1) Runs quick sort on the array
2) If k is > the correct location of pivot, then run quicksort on the 2nd half.
Otherwise run it on the first half.

I was under the impression this would take O(n * logn) work.

Henley
  • 21,258
  • 32
  • 119
  • 207
  • *quickselect* is the name of the algorithm. [Here's another question about it](http://stackoverflow.com/questions/10846482/quickselect-algorithm-understanding) and [wikipedia's coverage](https://en.wikipedia.org/wiki/Selection_algorithm#Partition-based_general_selection_algorithm) which says that it's O(n) average but O(n^2) worst-case. (I'm assuming the book actually has quickselect, since that's the selection algorithm based on quicksort. I don't have the book to check.) –  Jul 29 '13 at 02:48

2 Answers2

4

This link, may help to understand the proof for randomized quick select, http://pine.cs.yale.edu/pinewiki/QuickSelect,

Idea behind getting Kth order statistic is, select a pivot, and partition the data as suggested by quick sort and find out which partition the element being searched for lies in. Partitioning has the complexity of O(n). After partitioning, you need to pick, just one of resulting partition for further processing unlike quick sort, where you have to process both.

In the below description, I am not trying to prove, but wanted to give intuitive thoughts to understand the expected complexity,

For simplicity, let us assume, on every iteration, pivot splits the array in equal halves, then the complexity is clearly O(n), as

   n + (n/2) + (n/4) ... <= c.n, O(n)

For intuitive understanding, getting a worst case partitioning, where you would have to process (n-1) elements in every iteration happens with the probability of just (1/n). So, the worst case complexity is anyway, O(n^2).

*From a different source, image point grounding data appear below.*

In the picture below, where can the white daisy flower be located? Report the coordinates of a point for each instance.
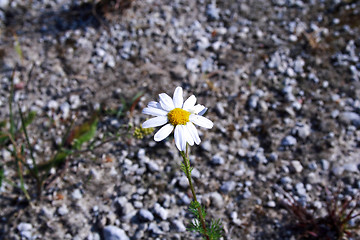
(179, 116)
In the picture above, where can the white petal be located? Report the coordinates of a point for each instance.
(201, 121)
(163, 132)
(193, 132)
(154, 104)
(189, 103)
(178, 98)
(155, 122)
(198, 109)
(154, 111)
(203, 111)
(180, 141)
(166, 102)
(187, 134)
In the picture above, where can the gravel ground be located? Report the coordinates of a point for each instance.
(281, 79)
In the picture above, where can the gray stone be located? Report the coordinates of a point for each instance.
(76, 194)
(114, 233)
(351, 167)
(146, 215)
(220, 109)
(228, 186)
(160, 211)
(192, 64)
(179, 225)
(302, 130)
(178, 72)
(300, 189)
(253, 101)
(289, 141)
(125, 206)
(337, 170)
(155, 229)
(216, 200)
(206, 145)
(212, 12)
(296, 166)
(350, 118)
(63, 210)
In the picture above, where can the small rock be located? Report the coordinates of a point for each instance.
(114, 233)
(155, 229)
(24, 227)
(296, 166)
(253, 101)
(192, 64)
(300, 189)
(351, 167)
(25, 230)
(160, 211)
(350, 118)
(178, 72)
(63, 210)
(146, 215)
(289, 141)
(302, 130)
(65, 110)
(76, 194)
(337, 170)
(273, 156)
(212, 12)
(228, 186)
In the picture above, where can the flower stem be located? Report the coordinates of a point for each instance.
(185, 157)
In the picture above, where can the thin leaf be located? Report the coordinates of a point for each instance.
(1, 175)
(55, 162)
(83, 133)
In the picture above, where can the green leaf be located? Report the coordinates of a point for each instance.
(1, 175)
(3, 139)
(83, 133)
(29, 118)
(55, 162)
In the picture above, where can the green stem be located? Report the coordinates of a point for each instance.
(185, 157)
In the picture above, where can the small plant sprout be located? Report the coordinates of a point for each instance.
(173, 114)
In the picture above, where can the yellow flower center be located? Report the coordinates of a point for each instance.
(178, 116)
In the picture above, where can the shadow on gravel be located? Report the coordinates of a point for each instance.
(49, 22)
(24, 20)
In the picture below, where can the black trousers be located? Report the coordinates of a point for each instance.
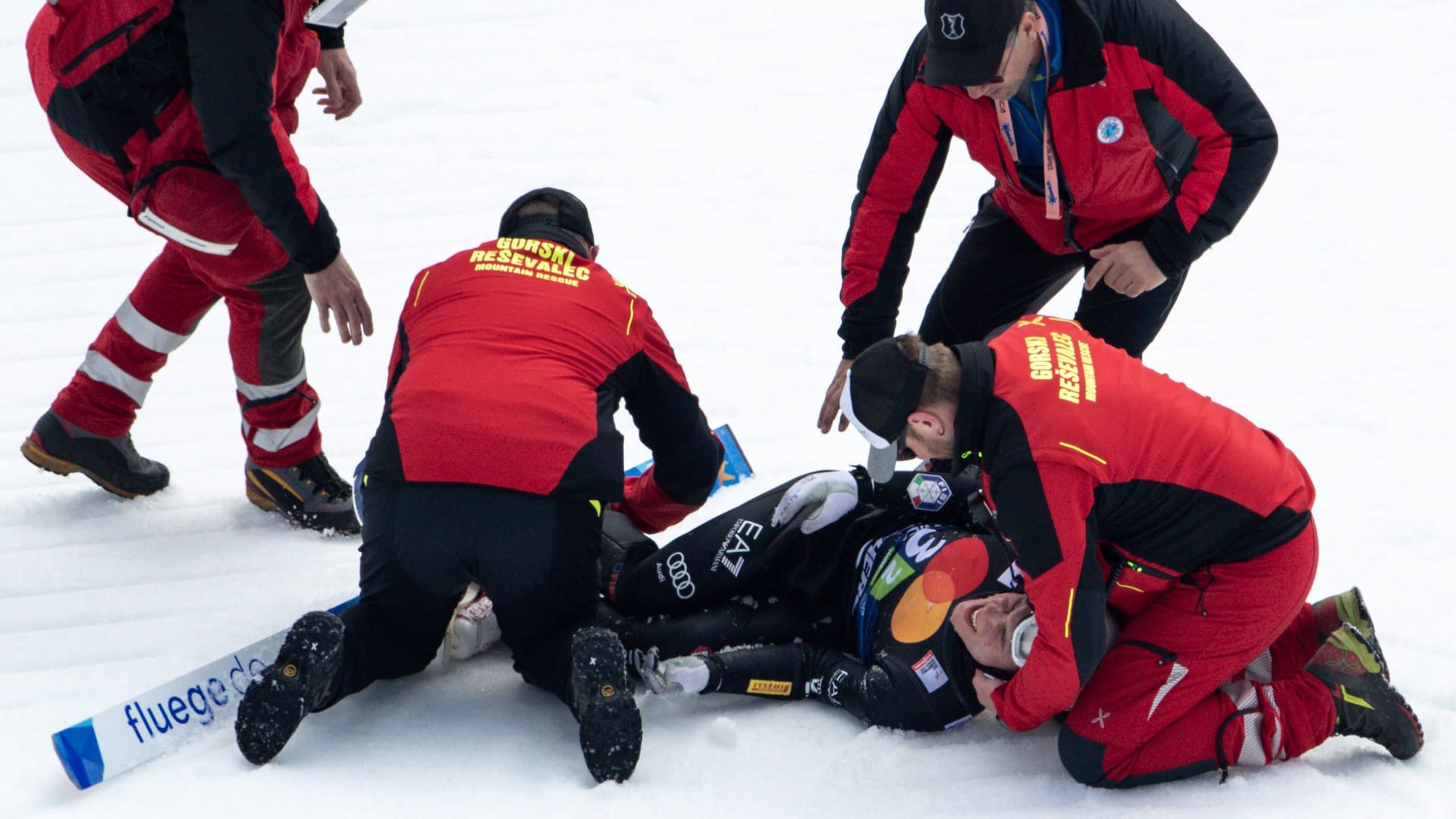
(536, 557)
(1001, 275)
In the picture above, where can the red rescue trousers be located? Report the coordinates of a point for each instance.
(1210, 675)
(267, 303)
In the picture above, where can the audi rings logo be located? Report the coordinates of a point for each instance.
(682, 580)
(952, 27)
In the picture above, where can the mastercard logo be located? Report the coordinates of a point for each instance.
(954, 572)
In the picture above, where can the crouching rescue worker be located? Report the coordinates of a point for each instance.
(494, 461)
(1122, 488)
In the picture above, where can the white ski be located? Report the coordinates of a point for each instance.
(204, 700)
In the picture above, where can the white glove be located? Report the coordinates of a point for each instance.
(832, 494)
(473, 627)
(673, 678)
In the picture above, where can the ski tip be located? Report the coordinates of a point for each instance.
(79, 754)
(736, 464)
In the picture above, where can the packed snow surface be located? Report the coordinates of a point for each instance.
(717, 146)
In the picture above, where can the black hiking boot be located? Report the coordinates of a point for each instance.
(290, 689)
(112, 464)
(1365, 703)
(309, 494)
(601, 700)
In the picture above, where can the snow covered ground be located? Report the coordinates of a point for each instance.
(717, 146)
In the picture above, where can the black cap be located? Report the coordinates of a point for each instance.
(571, 215)
(881, 391)
(967, 39)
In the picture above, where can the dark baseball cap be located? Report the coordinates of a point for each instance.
(571, 215)
(881, 390)
(967, 39)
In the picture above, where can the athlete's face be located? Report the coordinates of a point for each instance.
(1022, 50)
(984, 624)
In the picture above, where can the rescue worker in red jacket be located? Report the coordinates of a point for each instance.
(184, 111)
(494, 461)
(1122, 490)
(1122, 142)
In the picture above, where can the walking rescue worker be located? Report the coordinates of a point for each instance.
(1122, 488)
(182, 110)
(1120, 137)
(494, 461)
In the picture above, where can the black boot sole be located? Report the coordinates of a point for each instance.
(283, 695)
(34, 450)
(610, 725)
(291, 510)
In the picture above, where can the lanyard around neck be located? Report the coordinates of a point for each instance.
(1049, 159)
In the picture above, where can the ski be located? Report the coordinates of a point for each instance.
(172, 714)
(734, 468)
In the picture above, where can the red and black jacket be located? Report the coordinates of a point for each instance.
(134, 88)
(509, 366)
(1194, 149)
(1091, 461)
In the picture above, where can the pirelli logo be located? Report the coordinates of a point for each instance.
(772, 687)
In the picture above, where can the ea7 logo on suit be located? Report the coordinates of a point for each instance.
(952, 27)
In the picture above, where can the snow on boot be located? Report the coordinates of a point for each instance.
(1348, 607)
(112, 464)
(309, 494)
(290, 689)
(1365, 703)
(601, 698)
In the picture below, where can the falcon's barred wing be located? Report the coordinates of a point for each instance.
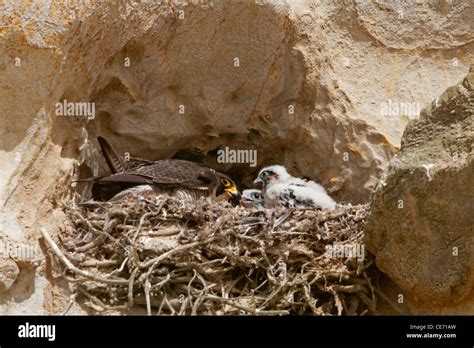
(167, 172)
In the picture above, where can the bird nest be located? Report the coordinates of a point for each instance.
(208, 258)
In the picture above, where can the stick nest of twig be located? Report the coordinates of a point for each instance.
(207, 258)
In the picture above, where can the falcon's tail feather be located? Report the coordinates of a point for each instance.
(115, 162)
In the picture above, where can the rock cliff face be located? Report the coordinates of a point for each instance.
(421, 226)
(324, 88)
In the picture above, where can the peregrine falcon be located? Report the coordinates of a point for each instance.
(280, 189)
(252, 198)
(178, 178)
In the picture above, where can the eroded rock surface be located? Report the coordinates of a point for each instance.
(421, 226)
(303, 82)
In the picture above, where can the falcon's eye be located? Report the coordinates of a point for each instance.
(226, 182)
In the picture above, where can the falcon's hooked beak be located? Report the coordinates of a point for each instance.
(233, 194)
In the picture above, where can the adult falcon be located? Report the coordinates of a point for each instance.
(178, 178)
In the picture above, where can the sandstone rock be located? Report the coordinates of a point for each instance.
(421, 225)
(300, 81)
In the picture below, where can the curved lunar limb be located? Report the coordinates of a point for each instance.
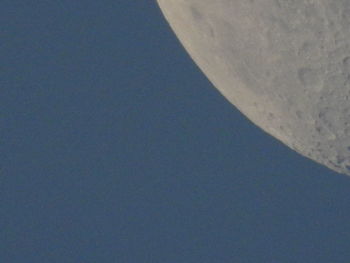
(284, 64)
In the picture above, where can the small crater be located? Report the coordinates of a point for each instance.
(196, 14)
(308, 77)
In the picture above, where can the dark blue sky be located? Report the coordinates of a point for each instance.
(116, 148)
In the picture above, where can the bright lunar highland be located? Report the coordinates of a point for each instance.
(285, 64)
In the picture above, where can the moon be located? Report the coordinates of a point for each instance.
(284, 64)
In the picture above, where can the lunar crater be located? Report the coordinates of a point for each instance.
(285, 64)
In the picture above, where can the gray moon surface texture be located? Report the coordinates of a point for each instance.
(285, 64)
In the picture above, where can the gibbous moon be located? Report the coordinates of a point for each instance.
(285, 64)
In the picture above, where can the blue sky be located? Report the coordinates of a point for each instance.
(116, 148)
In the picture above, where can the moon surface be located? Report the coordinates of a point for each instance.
(285, 64)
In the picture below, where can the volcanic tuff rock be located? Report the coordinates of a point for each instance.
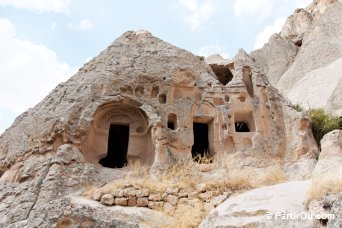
(249, 209)
(304, 61)
(53, 150)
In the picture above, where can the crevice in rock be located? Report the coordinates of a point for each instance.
(40, 182)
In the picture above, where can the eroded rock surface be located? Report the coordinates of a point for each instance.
(159, 95)
(304, 60)
(262, 207)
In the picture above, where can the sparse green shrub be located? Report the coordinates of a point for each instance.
(322, 122)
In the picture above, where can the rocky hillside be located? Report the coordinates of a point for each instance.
(304, 61)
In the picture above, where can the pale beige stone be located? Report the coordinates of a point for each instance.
(142, 192)
(158, 205)
(132, 201)
(172, 199)
(122, 201)
(201, 187)
(169, 208)
(97, 194)
(117, 192)
(129, 192)
(142, 202)
(155, 197)
(172, 190)
(107, 199)
(206, 196)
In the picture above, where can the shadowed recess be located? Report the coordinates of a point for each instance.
(117, 147)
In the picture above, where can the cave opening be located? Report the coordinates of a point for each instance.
(201, 140)
(241, 127)
(117, 147)
(223, 74)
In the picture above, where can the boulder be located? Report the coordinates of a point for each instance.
(262, 207)
(330, 158)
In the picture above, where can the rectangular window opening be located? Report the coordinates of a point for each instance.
(117, 147)
(200, 148)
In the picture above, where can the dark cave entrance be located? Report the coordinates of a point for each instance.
(201, 140)
(117, 147)
(223, 74)
(241, 127)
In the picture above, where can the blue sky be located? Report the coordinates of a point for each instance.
(42, 43)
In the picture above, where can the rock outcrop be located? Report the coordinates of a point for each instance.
(262, 207)
(330, 158)
(308, 57)
(159, 104)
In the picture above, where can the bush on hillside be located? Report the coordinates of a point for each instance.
(321, 121)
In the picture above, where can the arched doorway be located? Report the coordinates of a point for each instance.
(118, 135)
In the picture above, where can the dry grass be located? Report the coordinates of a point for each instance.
(321, 185)
(219, 175)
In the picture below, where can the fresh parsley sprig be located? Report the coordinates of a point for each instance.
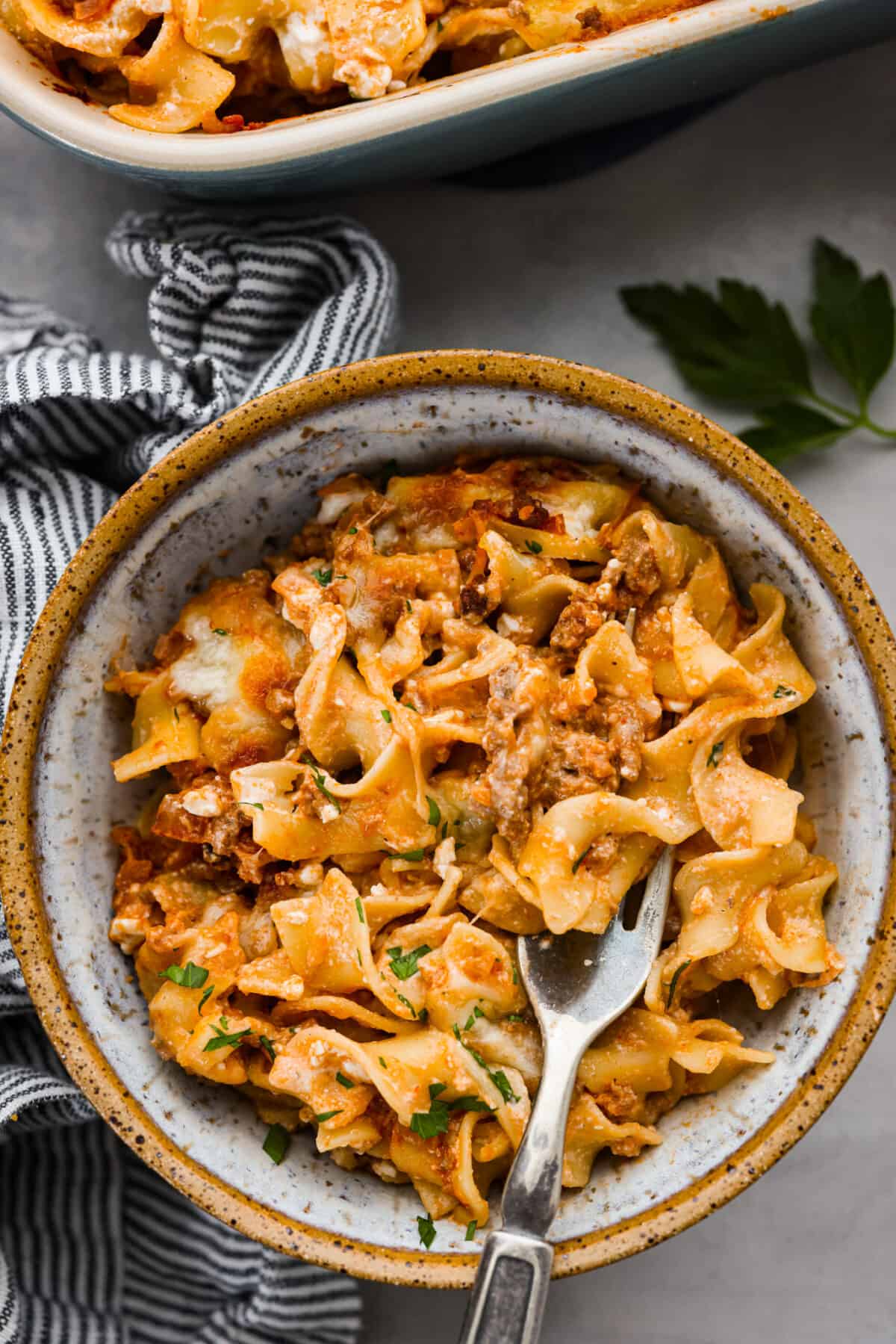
(741, 347)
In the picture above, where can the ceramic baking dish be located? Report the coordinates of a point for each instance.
(464, 120)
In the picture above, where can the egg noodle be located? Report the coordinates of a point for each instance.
(233, 65)
(422, 731)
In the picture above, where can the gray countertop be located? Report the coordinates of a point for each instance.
(806, 1253)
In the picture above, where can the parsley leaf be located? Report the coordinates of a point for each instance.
(223, 1038)
(435, 1121)
(503, 1085)
(499, 1077)
(734, 347)
(470, 1103)
(408, 1004)
(742, 347)
(405, 964)
(852, 319)
(276, 1143)
(673, 982)
(788, 429)
(317, 775)
(188, 976)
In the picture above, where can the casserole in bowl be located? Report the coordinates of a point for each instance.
(462, 120)
(250, 476)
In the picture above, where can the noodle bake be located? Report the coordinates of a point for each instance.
(233, 65)
(422, 731)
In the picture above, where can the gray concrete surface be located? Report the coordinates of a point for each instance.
(805, 1254)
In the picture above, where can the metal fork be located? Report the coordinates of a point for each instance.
(578, 984)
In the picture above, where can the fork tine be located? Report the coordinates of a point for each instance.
(655, 905)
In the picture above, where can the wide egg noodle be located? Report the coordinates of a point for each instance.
(423, 730)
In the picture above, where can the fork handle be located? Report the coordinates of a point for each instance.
(511, 1289)
(512, 1281)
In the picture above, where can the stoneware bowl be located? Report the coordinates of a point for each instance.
(469, 119)
(245, 484)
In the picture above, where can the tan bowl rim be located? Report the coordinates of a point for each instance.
(30, 929)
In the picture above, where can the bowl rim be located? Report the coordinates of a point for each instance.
(89, 131)
(30, 928)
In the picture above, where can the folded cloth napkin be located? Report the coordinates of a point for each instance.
(94, 1248)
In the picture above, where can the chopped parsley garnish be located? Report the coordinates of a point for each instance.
(188, 976)
(470, 1103)
(276, 1143)
(435, 1121)
(223, 1038)
(317, 775)
(499, 1077)
(426, 1229)
(503, 1085)
(405, 964)
(673, 982)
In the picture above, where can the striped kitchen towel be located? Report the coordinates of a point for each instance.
(96, 1249)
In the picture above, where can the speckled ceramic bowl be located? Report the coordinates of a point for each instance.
(213, 504)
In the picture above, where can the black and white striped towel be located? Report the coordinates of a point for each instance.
(96, 1249)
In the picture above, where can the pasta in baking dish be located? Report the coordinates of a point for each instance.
(233, 65)
(422, 731)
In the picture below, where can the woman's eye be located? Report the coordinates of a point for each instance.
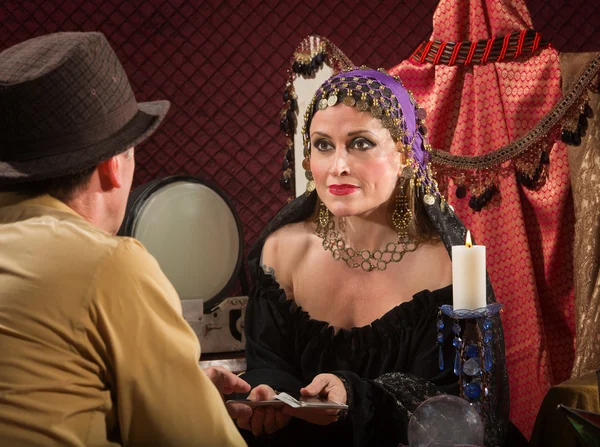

Anyways, if you want a rigorous proof for expected complexity, you can go through the link, provided.

Karthikeyan
  • 990
  • 5
  • 12
  • Very neat! There's log(n) "iterations", but each iteration is half the cost of the previous iteration, so it's something like O(2N+logN) which is just O(N). Yet another way of thinking of it: The complexity is the same as that for binary search through a linked list. – Dave Dopson Jul 29 '13 at 23:42
0

That won't be the algorithm that's described in the book. More likely it does one partition at (1), (2), etc.

user207421
  • 305,947
  • 44
  • 307
  • 483